Итальянский поход 1796–1797 годов 22 страница



Эти требования, вдохновленные старой программой легитимизма, создали затруднения в переговорах. Некоторые из них, как, например, отказ от Египта, были неприемлемы для Бонапарта по чисто личным мотивам: в то время он еще не терял надежды, что в последний момент что-то резко изменит ход вещей в Египте; он еще верил (не имея к тому почти никаких оснований) в своего рода «египетское Маренго» — победу на грани проигрыша. По вполне понятным мотивам к вопросу о Египте Бонапарт был чувствительнее, чем к любому другому.

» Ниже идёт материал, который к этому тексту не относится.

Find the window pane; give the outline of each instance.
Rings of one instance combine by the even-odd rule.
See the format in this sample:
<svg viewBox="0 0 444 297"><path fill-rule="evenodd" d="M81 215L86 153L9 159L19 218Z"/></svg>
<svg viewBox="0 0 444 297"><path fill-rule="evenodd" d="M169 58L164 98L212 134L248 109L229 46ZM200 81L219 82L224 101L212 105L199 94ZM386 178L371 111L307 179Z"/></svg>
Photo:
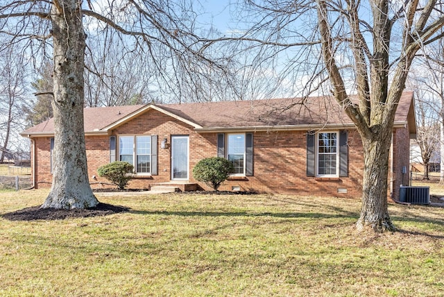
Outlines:
<svg viewBox="0 0 444 297"><path fill-rule="evenodd" d="M149 173L151 168L151 137L136 136L136 172Z"/></svg>
<svg viewBox="0 0 444 297"><path fill-rule="evenodd" d="M336 174L337 134L319 133L318 136L318 174Z"/></svg>
<svg viewBox="0 0 444 297"><path fill-rule="evenodd" d="M137 155L149 154L151 152L151 137L150 136L137 136Z"/></svg>
<svg viewBox="0 0 444 297"><path fill-rule="evenodd" d="M133 155L133 136L119 137L119 152L121 155Z"/></svg>
<svg viewBox="0 0 444 297"><path fill-rule="evenodd" d="M228 135L228 160L233 164L235 174L244 174L245 169L245 135Z"/></svg>
<svg viewBox="0 0 444 297"><path fill-rule="evenodd" d="M133 136L121 136L119 137L119 160L123 162L128 162L134 165L133 158Z"/></svg>
<svg viewBox="0 0 444 297"><path fill-rule="evenodd" d="M149 155L137 155L137 171L139 173L150 173L151 163Z"/></svg>
<svg viewBox="0 0 444 297"><path fill-rule="evenodd" d="M132 165L134 165L134 164L133 164L133 155L120 155L120 160L122 162L128 162Z"/></svg>
<svg viewBox="0 0 444 297"><path fill-rule="evenodd" d="M228 155L245 153L245 135L232 134L228 135Z"/></svg>

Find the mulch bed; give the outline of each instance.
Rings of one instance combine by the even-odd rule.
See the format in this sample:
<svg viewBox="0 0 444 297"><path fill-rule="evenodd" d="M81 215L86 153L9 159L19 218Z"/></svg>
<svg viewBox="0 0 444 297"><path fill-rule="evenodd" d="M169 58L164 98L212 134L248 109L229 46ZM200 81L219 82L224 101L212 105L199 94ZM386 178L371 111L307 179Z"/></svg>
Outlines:
<svg viewBox="0 0 444 297"><path fill-rule="evenodd" d="M86 218L89 217L103 217L112 214L128 212L128 208L123 206L99 203L92 208L72 210L58 210L56 208L40 208L40 206L24 208L13 212L3 214L1 217L9 221L35 221L35 220L62 220L65 219Z"/></svg>

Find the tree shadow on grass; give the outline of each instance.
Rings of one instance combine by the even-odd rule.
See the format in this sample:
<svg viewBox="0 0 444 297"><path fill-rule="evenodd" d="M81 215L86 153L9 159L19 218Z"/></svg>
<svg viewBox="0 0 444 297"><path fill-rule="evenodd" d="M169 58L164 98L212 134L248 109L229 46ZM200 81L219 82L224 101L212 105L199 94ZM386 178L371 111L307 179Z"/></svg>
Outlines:
<svg viewBox="0 0 444 297"><path fill-rule="evenodd" d="M130 213L143 215L163 215L179 217L271 217L278 218L306 218L306 219L332 219L352 217L357 219L356 214L352 216L343 214L323 214L319 212L171 212L171 211L147 211L129 210Z"/></svg>

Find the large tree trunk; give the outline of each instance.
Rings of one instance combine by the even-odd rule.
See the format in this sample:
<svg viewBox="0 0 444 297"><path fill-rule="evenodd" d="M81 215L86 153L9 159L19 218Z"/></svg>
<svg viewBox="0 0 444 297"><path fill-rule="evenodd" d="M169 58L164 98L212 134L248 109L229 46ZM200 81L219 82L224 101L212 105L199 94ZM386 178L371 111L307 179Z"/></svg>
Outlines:
<svg viewBox="0 0 444 297"><path fill-rule="evenodd" d="M364 171L362 180L362 208L357 223L358 230L370 227L375 231L393 231L387 210L387 178L391 142L390 128L363 137ZM361 135L362 137L362 135Z"/></svg>
<svg viewBox="0 0 444 297"><path fill-rule="evenodd" d="M54 0L53 185L42 207L86 208L99 201L89 186L83 127L85 34L81 0Z"/></svg>
<svg viewBox="0 0 444 297"><path fill-rule="evenodd" d="M3 148L4 150L8 149L8 144L9 142L9 135L10 134L10 130L11 130L11 122L12 121L12 105L10 104L10 97L9 110L8 112L8 124L6 125L6 135L5 135L5 142L3 144ZM6 154L6 151L2 151L1 157L0 157L0 163L3 163L3 161L5 160L5 154Z"/></svg>
<svg viewBox="0 0 444 297"><path fill-rule="evenodd" d="M440 151L440 175L439 183L444 185L444 117L441 115L439 121L439 151Z"/></svg>

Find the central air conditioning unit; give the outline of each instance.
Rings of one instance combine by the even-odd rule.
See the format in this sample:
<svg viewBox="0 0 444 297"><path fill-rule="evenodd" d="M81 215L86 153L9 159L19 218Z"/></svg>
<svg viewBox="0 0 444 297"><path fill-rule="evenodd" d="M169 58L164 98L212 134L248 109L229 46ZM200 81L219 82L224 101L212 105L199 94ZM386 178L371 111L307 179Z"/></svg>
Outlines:
<svg viewBox="0 0 444 297"><path fill-rule="evenodd" d="M430 187L401 186L400 201L411 204L430 204Z"/></svg>

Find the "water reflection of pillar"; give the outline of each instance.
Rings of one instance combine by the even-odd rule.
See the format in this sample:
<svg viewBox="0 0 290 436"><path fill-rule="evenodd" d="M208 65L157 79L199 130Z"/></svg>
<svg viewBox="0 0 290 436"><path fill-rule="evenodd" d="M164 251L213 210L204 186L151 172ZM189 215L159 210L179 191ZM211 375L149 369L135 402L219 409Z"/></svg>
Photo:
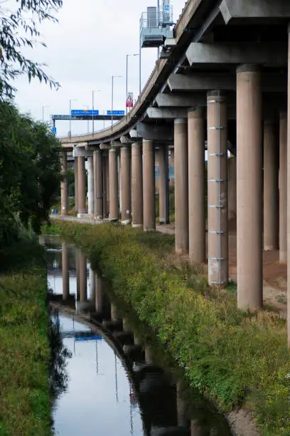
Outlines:
<svg viewBox="0 0 290 436"><path fill-rule="evenodd" d="M111 319L112 321L118 321L119 319L117 308L113 303L111 303Z"/></svg>
<svg viewBox="0 0 290 436"><path fill-rule="evenodd" d="M80 301L80 250L75 251L76 265L77 265L77 300Z"/></svg>
<svg viewBox="0 0 290 436"><path fill-rule="evenodd" d="M127 318L123 318L123 330L126 333L131 331L131 328L129 326L129 321Z"/></svg>
<svg viewBox="0 0 290 436"><path fill-rule="evenodd" d="M148 346L145 347L145 362L149 365L154 365L154 360L152 355L152 350Z"/></svg>
<svg viewBox="0 0 290 436"><path fill-rule="evenodd" d="M65 242L62 244L61 260L63 265L63 299L66 300L70 295L70 276L68 273L68 252Z"/></svg>
<svg viewBox="0 0 290 436"><path fill-rule="evenodd" d="M80 301L87 301L87 258L80 251Z"/></svg>
<svg viewBox="0 0 290 436"><path fill-rule="evenodd" d="M103 290L102 279L97 274L95 275L95 308L97 313L102 313L103 305Z"/></svg>
<svg viewBox="0 0 290 436"><path fill-rule="evenodd" d="M95 302L96 296L96 286L95 284L95 273L92 268L90 268L90 300Z"/></svg>
<svg viewBox="0 0 290 436"><path fill-rule="evenodd" d="M200 427L198 420L193 420L190 422L190 436L207 436L210 434L210 431L208 428Z"/></svg>
<svg viewBox="0 0 290 436"><path fill-rule="evenodd" d="M176 410L177 410L177 423L181 427L186 427L186 403L182 397L182 383L178 381L176 383Z"/></svg>

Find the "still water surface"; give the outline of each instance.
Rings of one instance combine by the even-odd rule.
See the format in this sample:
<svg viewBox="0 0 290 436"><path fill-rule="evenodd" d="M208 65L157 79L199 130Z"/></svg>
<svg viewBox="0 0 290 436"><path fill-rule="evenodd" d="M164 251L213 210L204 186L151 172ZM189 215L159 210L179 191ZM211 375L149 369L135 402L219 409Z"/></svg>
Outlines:
<svg viewBox="0 0 290 436"><path fill-rule="evenodd" d="M128 365L111 336L80 318L81 311L89 308L101 322L117 319L85 255L58 238L41 242L47 251L51 298L58 302L51 319L70 352L65 358L67 386L54 403L55 434L230 436L223 417L201 398L193 405L186 401L179 383L153 365L148 349Z"/></svg>

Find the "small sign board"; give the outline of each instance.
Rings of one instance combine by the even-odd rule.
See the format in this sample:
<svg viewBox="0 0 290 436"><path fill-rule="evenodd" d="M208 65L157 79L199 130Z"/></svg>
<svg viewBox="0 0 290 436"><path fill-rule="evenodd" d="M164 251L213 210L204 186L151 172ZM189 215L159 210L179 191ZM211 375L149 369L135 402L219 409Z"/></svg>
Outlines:
<svg viewBox="0 0 290 436"><path fill-rule="evenodd" d="M107 110L107 115L112 115L112 110ZM125 115L125 111L124 110L113 110L113 115Z"/></svg>
<svg viewBox="0 0 290 436"><path fill-rule="evenodd" d="M126 100L126 108L133 108L133 93L129 93Z"/></svg>

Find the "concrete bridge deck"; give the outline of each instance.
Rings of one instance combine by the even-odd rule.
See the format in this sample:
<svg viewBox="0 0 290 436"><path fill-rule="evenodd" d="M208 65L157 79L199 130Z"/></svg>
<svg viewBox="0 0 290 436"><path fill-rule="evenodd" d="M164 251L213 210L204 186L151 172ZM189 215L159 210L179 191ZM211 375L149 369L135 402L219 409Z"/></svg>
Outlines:
<svg viewBox="0 0 290 436"><path fill-rule="evenodd" d="M77 210L85 209L87 159L89 215L116 220L120 207L123 224L144 230L156 228L157 162L159 219L168 222L173 160L176 254L201 264L208 253L209 284L225 286L236 256L245 310L263 304L262 248L279 249L279 262L288 256L290 265L289 22L286 0L188 0L173 41L164 41L166 58L128 115L101 133L61 140L73 150ZM64 155L64 214L67 169ZM233 215L236 255L228 249Z"/></svg>

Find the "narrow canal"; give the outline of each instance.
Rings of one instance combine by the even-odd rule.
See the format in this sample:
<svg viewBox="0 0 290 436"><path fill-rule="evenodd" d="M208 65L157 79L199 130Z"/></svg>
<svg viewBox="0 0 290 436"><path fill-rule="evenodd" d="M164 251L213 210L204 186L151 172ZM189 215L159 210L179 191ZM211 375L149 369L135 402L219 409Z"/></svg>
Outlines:
<svg viewBox="0 0 290 436"><path fill-rule="evenodd" d="M188 395L173 370L161 367L160 356L156 365L85 255L57 237L41 242L62 357L56 358L62 383L54 399L55 435L230 435L223 416L196 394Z"/></svg>

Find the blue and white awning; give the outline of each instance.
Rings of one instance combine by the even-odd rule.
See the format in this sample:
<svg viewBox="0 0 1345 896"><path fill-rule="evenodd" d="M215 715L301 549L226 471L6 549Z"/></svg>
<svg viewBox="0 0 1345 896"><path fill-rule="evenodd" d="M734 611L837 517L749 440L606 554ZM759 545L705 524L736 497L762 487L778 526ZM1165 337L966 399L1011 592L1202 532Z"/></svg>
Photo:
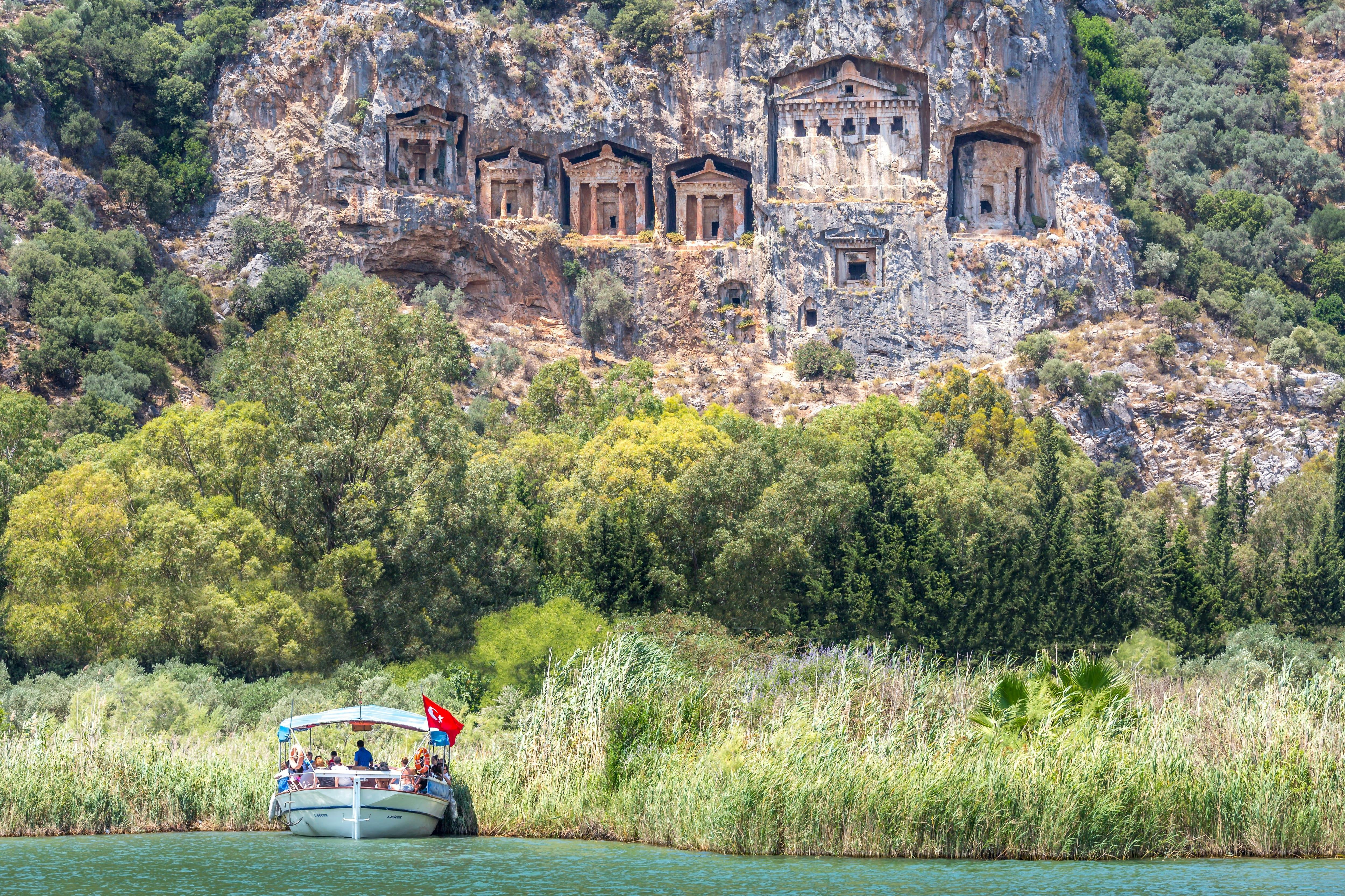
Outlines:
<svg viewBox="0 0 1345 896"><path fill-rule="evenodd" d="M289 740L295 731L308 731L319 725L338 725L342 723L363 721L375 725L391 725L406 731L429 731L429 721L425 713L406 712L390 707L343 707L340 709L327 709L324 712L311 712L307 716L291 716L280 723L276 732L280 740Z"/></svg>

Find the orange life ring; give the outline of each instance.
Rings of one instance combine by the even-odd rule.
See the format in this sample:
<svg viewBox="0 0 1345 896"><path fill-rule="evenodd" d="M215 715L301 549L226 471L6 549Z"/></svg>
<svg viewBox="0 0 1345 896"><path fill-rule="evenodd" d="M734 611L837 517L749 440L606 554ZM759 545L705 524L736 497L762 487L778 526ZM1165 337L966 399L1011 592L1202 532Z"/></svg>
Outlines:
<svg viewBox="0 0 1345 896"><path fill-rule="evenodd" d="M289 767L295 771L304 767L304 748L299 744L289 748Z"/></svg>

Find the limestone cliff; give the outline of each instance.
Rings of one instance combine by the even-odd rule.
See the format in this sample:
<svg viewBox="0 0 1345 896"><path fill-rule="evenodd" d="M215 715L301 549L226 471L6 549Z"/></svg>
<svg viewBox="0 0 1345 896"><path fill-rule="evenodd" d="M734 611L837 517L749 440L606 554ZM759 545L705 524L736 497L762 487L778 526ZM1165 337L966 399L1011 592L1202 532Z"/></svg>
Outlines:
<svg viewBox="0 0 1345 896"><path fill-rule="evenodd" d="M222 192L178 261L225 282L229 220L254 211L295 222L324 265L573 326L561 263L581 258L636 296L623 353L732 337L784 360L829 337L868 375L1003 355L1068 312L1061 296L1099 312L1131 287L1077 164L1095 137L1064 7L721 0L679 7L652 58L577 15L507 24L456 3L277 15L222 73ZM578 183L604 145L643 183ZM702 169L728 187L691 196Z"/></svg>

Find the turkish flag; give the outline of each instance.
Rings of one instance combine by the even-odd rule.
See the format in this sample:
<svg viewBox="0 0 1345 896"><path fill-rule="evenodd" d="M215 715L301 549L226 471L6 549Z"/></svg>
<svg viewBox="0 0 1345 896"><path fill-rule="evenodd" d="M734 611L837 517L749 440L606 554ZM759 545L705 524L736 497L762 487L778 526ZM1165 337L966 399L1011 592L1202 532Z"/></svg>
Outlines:
<svg viewBox="0 0 1345 896"><path fill-rule="evenodd" d="M425 701L425 721L429 723L429 729L443 731L448 735L448 746L452 747L453 742L457 740L457 735L463 732L463 723L425 695L421 695L421 700Z"/></svg>

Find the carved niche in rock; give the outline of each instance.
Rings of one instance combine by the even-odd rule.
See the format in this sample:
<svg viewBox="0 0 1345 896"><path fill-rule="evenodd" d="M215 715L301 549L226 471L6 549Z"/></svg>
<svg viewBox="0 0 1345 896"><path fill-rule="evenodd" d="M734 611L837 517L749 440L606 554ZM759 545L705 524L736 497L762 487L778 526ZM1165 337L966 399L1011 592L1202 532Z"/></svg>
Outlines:
<svg viewBox="0 0 1345 896"><path fill-rule="evenodd" d="M577 232L616 236L648 228L648 165L617 156L611 144L593 159L561 164L570 179L570 226Z"/></svg>
<svg viewBox="0 0 1345 896"><path fill-rule="evenodd" d="M924 75L845 58L777 78L773 176L783 197L905 199L927 164Z"/></svg>
<svg viewBox="0 0 1345 896"><path fill-rule="evenodd" d="M482 216L539 218L542 214L542 184L546 169L535 161L521 159L518 146L504 159L479 163Z"/></svg>
<svg viewBox="0 0 1345 896"><path fill-rule="evenodd" d="M745 224L748 181L717 171L714 161L690 175L670 175L677 193L677 230L686 239L737 239Z"/></svg>
<svg viewBox="0 0 1345 896"><path fill-rule="evenodd" d="M417 106L389 118L387 176L413 191L457 187L457 137L464 122L438 106Z"/></svg>
<svg viewBox="0 0 1345 896"><path fill-rule="evenodd" d="M976 140L958 148L962 207L971 231L1007 231L1025 224L1026 150L1017 144Z"/></svg>
<svg viewBox="0 0 1345 896"><path fill-rule="evenodd" d="M882 286L882 246L888 231L873 224L830 227L822 239L831 249L837 286Z"/></svg>

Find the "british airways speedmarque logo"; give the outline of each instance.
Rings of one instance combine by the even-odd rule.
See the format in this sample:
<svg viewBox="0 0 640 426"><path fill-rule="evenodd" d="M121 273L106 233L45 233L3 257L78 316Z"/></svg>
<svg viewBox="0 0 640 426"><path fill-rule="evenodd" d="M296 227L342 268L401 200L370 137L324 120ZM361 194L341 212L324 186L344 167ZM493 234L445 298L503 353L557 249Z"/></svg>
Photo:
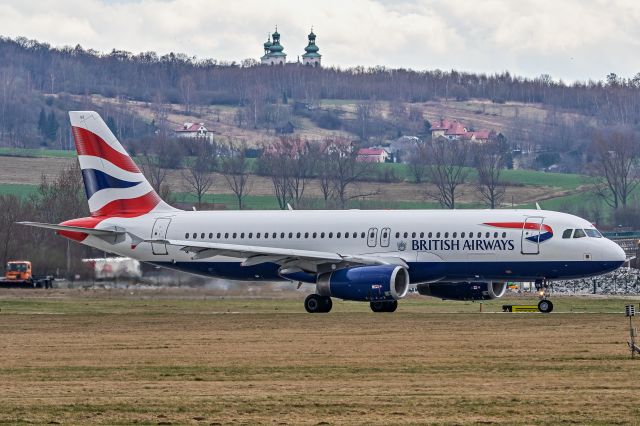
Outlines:
<svg viewBox="0 0 640 426"><path fill-rule="evenodd" d="M526 240L532 243L542 243L551 237L553 237L553 229L549 225L535 222L492 222L484 223L484 225L492 226L494 228L504 229L522 229L523 231L533 231L531 236L525 237Z"/></svg>

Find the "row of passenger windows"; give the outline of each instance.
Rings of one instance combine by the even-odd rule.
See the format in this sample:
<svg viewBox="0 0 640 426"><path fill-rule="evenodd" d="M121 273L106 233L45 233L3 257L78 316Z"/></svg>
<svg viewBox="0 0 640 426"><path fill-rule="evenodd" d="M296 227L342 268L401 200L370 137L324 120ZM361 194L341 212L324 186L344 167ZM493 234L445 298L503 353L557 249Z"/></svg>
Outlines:
<svg viewBox="0 0 640 426"><path fill-rule="evenodd" d="M213 232L210 232L209 233L209 239L213 239L213 235L214 235ZM225 239L228 239L229 236L231 236L231 238L234 238L234 239L238 238L238 233L237 232L234 232L234 233L231 233L231 234L229 232L225 232L224 234L221 233L221 232L218 232L215 235L216 235L216 239L223 238L223 235L224 235ZM240 233L240 238L244 239L245 235L247 236L247 238L253 238L254 237L253 232L249 232L248 234L245 234L244 232L241 232ZM285 232L281 232L280 233L280 238L285 238L287 236L289 238L294 238L294 235L295 235L295 238L303 238L303 236L304 236L304 238L309 238L309 237L311 237L311 238L318 238L318 237L325 238L325 236L327 238L333 238L334 237L334 233L333 232L328 232L328 233L325 233L325 232L320 232L320 233L318 233L318 232L313 232L313 233L296 232L295 234L293 232L289 232L288 234L285 233ZM367 234L365 232L361 232L360 233L360 238L366 238L366 235ZM449 234L449 232L444 232L444 233L441 233L441 232L436 232L436 233L429 232L428 234L425 233L425 232L420 232L420 233L417 233L417 232L411 232L411 233L404 232L403 234L401 234L400 232L396 232L396 238L400 238L400 235L402 235L403 238L409 238L409 235L411 235L411 238L416 238L418 236L420 238L424 238L425 235L427 236L427 238L434 238L434 235L435 235L435 238L441 238L441 237L442 238L449 238L449 235L451 235L451 238L458 238L458 233L457 232L452 232L451 234ZM473 232L469 232L468 233L468 238L474 238L474 235L475 234ZM186 234L184 234L184 237L186 239L189 239L189 236L190 236L190 234L188 232ZM193 234L191 234L191 236L192 236L193 239L196 239L196 238L198 238L198 233L194 232ZM484 236L485 236L485 238L491 238L491 232L485 232ZM493 233L493 238L498 238L499 236L500 235L499 235L498 232L494 232ZM206 234L204 232L200 234L200 238L201 239L204 239L205 237L206 237ZM353 233L345 232L343 234L341 232L336 232L335 233L335 237L336 238L343 238L343 237L344 238L358 238L358 233L357 232L353 232ZM387 239L388 238L387 231L382 231L381 237L383 239ZM502 238L506 238L506 237L507 237L507 233L503 232L502 233ZM277 232L273 232L273 233L270 234L269 232L265 232L265 233L257 232L255 234L255 238L265 238L265 239L274 238L275 239L275 238L278 238L278 233ZM376 238L376 233L375 232L371 232L370 235L369 235L369 238ZM467 238L467 233L466 232L461 232L460 233L460 238ZM477 233L477 238L482 238L482 232L478 232Z"/></svg>
<svg viewBox="0 0 640 426"><path fill-rule="evenodd" d="M584 237L602 238L602 234L600 233L600 231L594 228L565 229L564 232L562 233L562 238L565 238L565 239L571 238L572 235L573 235L573 238L584 238Z"/></svg>

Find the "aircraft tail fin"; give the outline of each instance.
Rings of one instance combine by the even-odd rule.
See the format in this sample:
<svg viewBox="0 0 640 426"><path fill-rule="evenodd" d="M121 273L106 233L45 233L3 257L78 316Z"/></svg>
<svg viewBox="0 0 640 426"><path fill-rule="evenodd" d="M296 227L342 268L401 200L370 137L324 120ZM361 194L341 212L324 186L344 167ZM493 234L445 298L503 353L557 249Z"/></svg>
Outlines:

Бонапарт придавал столь большое значение сближению с Россией, что, притворяясь, будто он не заметил грубости ноты 26 сентября (7 октября), и не входя в детальное обсуждение поставленных требований, он поручил Талейрану ответить на них общим согласием[647]. Расчет оказался верным. Пока Колычев педантично и явно не торопясь обсуждал с Талейраном пункт за пунктом вопросы, каждый из которых порождал множество трудноразрешимых проблем, Бонапарт, не вдаваясь в частности, достигал заметных успехов в главном. Сближение императорской России Павла I с Французской консульской республикой Бонапарта быстро подвигалось вперед: дело шло к союзу двух великих держав, в том не было больше сомнения.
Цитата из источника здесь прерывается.